Presentation of Fundamental Group for a Seifert Fibred Space I am trying to understand how to make sense of the presentation for a seifert fibred space geometrically. I understand that for each exceptional fibre (with index a/b) you get a generator with torsion for the fund grp s.t. the index corresponds to its order. And a regular fibre(which is homotopic to all of the other regular fibres) is a generator which commutes with everything. What I would like to understand is the other generators and the relations between them and how to think about it visually if possible. I am a newcomer to this subject and geometric topology in general so the more details the better. Thanks!
 A: Consider (for simplicity) the case when your Seifert manifold fibers over a orientable  surface. Let $\Sigma$ be a genus $g$ orientable surface with $m$ boundary components, and $\frac{p_i}{q_i}$ for $i=1, \dots , m$ a collection of $m$ rational numbers. Let us compute the fundamental group Seifert Manifold 
$$M= \left( g ;\frac{p_i}{q_i}, \ i=1, \dots , m \right). $$   
By definition, $M$ is obtained from $\Sigma \times S^1$ (a three-manifold with $m$ torus boundary components) by Dhen filling. So the fundamental group of $M$ is a quotient of $\pi_1(\Sigma \times S^1) = \pi_1(\Sigma) \times \pi_1(S^1)$ modulo the normal closure of the subgroup $H \subset \pi_1(\Sigma) \times \mathbb{Z}$ generated by the curves of slopes $\frac{p_i}{q_i}$ killed during the Dhen filling procedure (this is because Van Kampen's theorem). Thus in order to obtain a presentation $\pi_1(M)$ we only have to take a presentation of $\pi_1(\Sigma) \times \pi_1(S^1)$ and to add the relations 
$$ \text{filling curves} =1.$$
Let's do it. A presentation of $\pi_1(\Sigma)$ is given by 
$$< a_1, b_1, \dots a_g, b_g, c_1, \dots c_m \ | \ [a_1, b_1] \dots [a_g, b_g]= c_1 \dots c_g>$$
where $c_1 \dots c_m$ are the homotopy classes for the boundary components.
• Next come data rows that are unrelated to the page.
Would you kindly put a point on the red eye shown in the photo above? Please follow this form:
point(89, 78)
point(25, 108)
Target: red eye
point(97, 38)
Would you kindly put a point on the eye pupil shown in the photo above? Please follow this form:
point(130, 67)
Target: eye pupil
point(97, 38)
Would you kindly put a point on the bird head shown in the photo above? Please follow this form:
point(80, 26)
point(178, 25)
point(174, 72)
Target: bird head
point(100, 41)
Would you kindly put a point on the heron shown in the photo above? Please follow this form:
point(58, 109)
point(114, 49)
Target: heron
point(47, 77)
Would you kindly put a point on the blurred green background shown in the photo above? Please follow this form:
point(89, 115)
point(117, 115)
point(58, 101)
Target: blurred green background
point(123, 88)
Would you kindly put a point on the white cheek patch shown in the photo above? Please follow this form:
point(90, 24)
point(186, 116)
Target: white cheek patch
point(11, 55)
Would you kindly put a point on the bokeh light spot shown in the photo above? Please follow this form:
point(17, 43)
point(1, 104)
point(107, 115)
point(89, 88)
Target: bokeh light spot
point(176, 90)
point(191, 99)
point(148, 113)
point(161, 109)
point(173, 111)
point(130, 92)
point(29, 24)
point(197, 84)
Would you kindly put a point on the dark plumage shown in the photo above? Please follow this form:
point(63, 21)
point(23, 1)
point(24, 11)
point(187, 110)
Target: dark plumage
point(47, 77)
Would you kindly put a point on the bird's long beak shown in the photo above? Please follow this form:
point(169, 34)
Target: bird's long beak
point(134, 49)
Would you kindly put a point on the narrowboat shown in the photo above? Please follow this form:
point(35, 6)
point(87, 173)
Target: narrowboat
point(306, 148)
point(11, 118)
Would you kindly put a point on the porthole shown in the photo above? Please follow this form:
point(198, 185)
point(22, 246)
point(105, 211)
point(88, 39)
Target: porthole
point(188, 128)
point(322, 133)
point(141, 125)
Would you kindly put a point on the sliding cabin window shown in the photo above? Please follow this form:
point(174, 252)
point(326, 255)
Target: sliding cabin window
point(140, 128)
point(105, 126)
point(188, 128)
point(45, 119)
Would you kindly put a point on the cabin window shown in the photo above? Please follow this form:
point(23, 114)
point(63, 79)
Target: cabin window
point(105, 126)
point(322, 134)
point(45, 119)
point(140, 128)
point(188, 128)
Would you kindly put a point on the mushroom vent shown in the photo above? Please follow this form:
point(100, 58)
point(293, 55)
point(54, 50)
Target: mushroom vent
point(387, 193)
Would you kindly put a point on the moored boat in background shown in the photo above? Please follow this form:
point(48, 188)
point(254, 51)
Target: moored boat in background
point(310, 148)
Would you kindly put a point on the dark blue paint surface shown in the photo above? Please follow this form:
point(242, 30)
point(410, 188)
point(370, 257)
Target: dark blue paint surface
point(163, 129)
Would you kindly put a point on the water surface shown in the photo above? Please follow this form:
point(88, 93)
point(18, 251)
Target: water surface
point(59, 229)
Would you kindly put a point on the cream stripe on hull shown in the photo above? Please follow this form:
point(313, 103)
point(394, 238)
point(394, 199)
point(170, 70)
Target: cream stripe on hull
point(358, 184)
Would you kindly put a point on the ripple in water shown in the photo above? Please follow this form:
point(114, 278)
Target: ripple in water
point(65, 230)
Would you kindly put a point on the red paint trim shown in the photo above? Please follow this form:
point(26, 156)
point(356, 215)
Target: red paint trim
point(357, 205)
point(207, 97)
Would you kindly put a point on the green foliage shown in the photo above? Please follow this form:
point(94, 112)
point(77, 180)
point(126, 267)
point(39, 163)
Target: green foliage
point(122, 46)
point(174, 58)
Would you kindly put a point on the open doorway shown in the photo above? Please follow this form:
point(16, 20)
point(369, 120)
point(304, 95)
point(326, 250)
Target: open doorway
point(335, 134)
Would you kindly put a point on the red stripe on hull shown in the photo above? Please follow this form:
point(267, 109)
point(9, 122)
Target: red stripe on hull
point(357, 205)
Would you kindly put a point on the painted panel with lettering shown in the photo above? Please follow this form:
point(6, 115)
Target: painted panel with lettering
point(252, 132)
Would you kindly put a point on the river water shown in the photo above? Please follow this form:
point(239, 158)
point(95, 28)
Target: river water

In order to obtain a presentation of $\pi_1(\Sigma) \times \mathbb{Z}$ we add to the presentation above one generator more $\gamma$ commuting with all the other generators 
$$< a_1, b_1, \dots a_g, b_g, c_1, \dots c_m , \gamma \ | \ [a_1, b_1] \dots [a_g, b_g]= c_1 \dots c_g, \ [\gamma, a_i]=[\gamma, b_i]=[\gamma, c_i]=1>$$
Notice that in that presentation $\gamma$ represents the homotopy class of a non-singular fiber. Finally we add the relations 
$$c_i^{p_i} \cdot \gamma^{q_i} =1 \ \ \ \ \ \  \ \ \ \  \ \ \ \ \ \ i=1, \dots ,m$$
coming from the Dhen filling operation, and the presentation is done.